Con Mario Manfredoni, senior director South Europe di Juniper Networks, andiamo alla scoperta di come queste trasformazioni influenzeranno le strategie di canale nei prossimi mesi.

  1. Sostenibilità. Nel 2025 la sostenibilità continuerà a essere integrata in ogni aspetto del processo decisionale IT. Le aziende sfrutteranno strumenti basati sull’AI per monitorare e ottimizzare il consumo energetico, rendendo l’infrastruttura di rete più sostenibile. Questi tool innovativi non solo ridurranno l’impronta carbonica, ma contribuiranno anche alla diffusione di un’economia circolare grazie a una gestione più intelligente delle risorse, al riciclo e ad hardware più efficienti.

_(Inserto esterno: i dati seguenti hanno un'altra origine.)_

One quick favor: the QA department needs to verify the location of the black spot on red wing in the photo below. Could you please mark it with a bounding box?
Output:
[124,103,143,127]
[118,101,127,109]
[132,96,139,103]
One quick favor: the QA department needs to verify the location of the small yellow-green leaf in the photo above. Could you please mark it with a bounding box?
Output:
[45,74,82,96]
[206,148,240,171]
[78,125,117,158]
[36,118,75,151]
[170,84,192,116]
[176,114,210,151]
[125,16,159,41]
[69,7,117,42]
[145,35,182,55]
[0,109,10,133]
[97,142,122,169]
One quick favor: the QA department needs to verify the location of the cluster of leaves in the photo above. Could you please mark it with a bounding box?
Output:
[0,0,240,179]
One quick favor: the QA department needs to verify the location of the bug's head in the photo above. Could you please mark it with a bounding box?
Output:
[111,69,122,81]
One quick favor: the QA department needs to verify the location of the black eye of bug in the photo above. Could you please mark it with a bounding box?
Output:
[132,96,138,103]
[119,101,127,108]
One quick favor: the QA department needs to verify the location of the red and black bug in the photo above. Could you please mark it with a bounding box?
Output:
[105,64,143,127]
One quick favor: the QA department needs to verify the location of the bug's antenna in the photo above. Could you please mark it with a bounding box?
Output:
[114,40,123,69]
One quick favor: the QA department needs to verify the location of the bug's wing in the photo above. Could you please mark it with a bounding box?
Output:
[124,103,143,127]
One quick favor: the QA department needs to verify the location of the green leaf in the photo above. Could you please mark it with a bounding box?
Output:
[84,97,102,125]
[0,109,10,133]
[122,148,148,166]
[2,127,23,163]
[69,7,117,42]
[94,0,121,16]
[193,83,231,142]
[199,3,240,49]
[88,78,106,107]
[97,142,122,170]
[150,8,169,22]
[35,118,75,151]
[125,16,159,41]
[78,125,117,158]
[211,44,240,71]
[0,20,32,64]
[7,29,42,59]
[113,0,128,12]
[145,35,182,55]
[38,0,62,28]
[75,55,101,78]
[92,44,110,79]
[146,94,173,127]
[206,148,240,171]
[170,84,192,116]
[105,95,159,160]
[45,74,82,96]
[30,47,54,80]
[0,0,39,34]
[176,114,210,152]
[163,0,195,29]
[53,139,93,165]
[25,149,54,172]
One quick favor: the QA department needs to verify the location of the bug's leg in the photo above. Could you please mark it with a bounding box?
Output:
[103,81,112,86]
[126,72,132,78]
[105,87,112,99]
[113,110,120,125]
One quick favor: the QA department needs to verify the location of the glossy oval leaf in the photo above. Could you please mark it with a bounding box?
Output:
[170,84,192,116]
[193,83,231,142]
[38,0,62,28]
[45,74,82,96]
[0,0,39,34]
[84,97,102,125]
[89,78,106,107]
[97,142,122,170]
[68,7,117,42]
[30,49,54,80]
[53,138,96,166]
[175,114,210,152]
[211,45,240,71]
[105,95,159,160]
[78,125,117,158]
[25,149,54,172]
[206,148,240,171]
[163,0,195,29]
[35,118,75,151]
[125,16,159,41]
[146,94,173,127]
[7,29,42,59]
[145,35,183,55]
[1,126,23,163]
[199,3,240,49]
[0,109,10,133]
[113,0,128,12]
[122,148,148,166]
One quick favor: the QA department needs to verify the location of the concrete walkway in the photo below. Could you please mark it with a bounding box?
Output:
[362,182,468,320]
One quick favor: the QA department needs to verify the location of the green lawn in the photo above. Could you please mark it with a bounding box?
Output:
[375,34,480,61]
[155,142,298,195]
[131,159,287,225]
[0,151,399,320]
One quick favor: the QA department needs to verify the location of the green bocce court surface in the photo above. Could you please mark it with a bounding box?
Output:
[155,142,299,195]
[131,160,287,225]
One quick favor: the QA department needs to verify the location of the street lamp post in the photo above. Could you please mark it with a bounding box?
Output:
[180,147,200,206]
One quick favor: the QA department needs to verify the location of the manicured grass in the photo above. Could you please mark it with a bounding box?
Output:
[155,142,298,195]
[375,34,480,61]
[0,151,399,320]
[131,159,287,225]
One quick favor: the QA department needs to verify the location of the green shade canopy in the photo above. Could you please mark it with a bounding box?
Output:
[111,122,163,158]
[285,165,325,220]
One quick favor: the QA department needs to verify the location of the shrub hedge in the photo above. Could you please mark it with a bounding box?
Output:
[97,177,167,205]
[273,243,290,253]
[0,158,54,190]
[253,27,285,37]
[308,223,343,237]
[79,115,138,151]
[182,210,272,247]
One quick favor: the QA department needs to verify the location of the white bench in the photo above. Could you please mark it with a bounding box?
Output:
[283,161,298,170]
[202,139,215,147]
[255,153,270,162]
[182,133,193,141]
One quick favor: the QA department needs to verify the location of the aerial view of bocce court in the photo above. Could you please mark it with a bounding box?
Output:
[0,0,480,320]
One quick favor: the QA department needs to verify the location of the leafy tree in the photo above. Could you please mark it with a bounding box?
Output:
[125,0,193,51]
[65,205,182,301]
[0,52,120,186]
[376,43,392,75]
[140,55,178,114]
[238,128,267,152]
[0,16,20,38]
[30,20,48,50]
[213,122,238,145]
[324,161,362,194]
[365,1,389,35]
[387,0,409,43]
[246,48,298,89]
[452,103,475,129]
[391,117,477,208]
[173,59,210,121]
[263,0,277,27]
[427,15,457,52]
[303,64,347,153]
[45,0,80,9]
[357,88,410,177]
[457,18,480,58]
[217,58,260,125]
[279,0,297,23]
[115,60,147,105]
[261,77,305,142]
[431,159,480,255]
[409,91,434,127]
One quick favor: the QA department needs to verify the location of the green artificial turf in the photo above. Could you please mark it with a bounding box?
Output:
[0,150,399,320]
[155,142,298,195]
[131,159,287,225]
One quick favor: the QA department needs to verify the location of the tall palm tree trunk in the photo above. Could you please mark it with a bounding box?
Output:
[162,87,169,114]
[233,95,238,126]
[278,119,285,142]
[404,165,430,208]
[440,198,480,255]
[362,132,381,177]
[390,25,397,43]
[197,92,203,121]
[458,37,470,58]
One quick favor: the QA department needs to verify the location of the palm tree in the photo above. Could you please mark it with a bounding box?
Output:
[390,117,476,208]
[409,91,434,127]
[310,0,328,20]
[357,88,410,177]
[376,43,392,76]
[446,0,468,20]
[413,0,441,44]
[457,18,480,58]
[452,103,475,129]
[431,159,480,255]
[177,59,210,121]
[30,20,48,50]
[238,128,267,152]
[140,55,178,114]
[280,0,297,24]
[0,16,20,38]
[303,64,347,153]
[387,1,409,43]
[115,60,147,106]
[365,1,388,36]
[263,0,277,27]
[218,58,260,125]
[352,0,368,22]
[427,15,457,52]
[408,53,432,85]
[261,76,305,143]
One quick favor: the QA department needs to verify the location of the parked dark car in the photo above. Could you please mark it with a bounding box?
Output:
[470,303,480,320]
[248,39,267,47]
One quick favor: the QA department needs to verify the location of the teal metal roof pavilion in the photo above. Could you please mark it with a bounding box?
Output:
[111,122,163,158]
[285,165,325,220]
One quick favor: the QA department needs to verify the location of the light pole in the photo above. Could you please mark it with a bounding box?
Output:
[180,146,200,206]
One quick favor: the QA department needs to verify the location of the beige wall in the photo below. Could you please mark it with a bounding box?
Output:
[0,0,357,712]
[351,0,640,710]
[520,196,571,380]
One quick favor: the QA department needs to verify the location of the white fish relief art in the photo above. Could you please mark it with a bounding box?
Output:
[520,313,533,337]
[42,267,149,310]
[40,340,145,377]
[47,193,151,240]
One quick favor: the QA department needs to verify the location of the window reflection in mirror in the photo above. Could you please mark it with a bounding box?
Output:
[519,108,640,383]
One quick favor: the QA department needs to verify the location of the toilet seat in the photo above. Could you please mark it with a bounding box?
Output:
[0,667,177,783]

  2. Sicurezza integrata. Di fronte a minacce informatiche sempre più complesse, continuerà a crescere anche il focus sulla sicurezza che,  con l’ausilio dell’AI e dell’automazione, sarà sempre più integrata direttamente nell’infrastruttura di rete. Ciò consentirà il rilevamento delle minacce in tempo reale, le risposte adattive e la mitigazione automatica. Questo approccio minimizzerà inoltre i tempi di inattività e ridurrà il tempo tra l’identificazione e la risoluzione delle violazioni della sicurezza, rendendo i sistemi più resilienti per i partner.
  3. Cloud networking. Con la crescente adozione di ambienti ibridi e multi-cloud da parte delle aziende, le soluzioni di cloud networking basate sull’AI diventeranno sempre più essenziali per gestire la complessità delle reti. L’automazione migliorerà l’interoperabilità tra piattaforme diverse, garantendo una connettività senza interruzioni, riducendo la latenza e consentendo una più efficiente allocazione delle risorse. Queste innovazioni supporteranno architetture scalabili e ad alte prestazioni, fondamentali per le operazioni globali e team di lavoro distribuiti.
  4. Collaborazione. Nel 2025, il modello dei partner si sposterà verso ecosistemi altamente collaborativi in cui l’intelligenza artificiale consentirà una cooperazione perfetta tra vendor, partner e persino tra competitor. I partner si specializzeranno in aree come l’AI, il cloud o la sicurezza e collaboreranno a soluzioni integrate. Insight e automazione guidati dall’AI semplificheranno l’integrazione e favoriranno una collaborazione più profonda per offrire ai clienti soluzioni sempre più innovative e complete.
  5. Servizi gestiti. La crescente complessità di tecnologie come il 5G, l’edge computing e l’IoT spingerà la domanda di servizi gestiti abilitati all’AI. I partner offriranno servizi che automatizzano l’implementazione, la gestione e il monitoraggio di queste tecnologie, consentendo così alle aziende di adottarle senza intoppi. Inoltre, l’intelligenza artificiale e l’automazione consentiranno ai partner di offrire soluzioni scalabili in grado di ridurre gli oneri operativi per i clienti.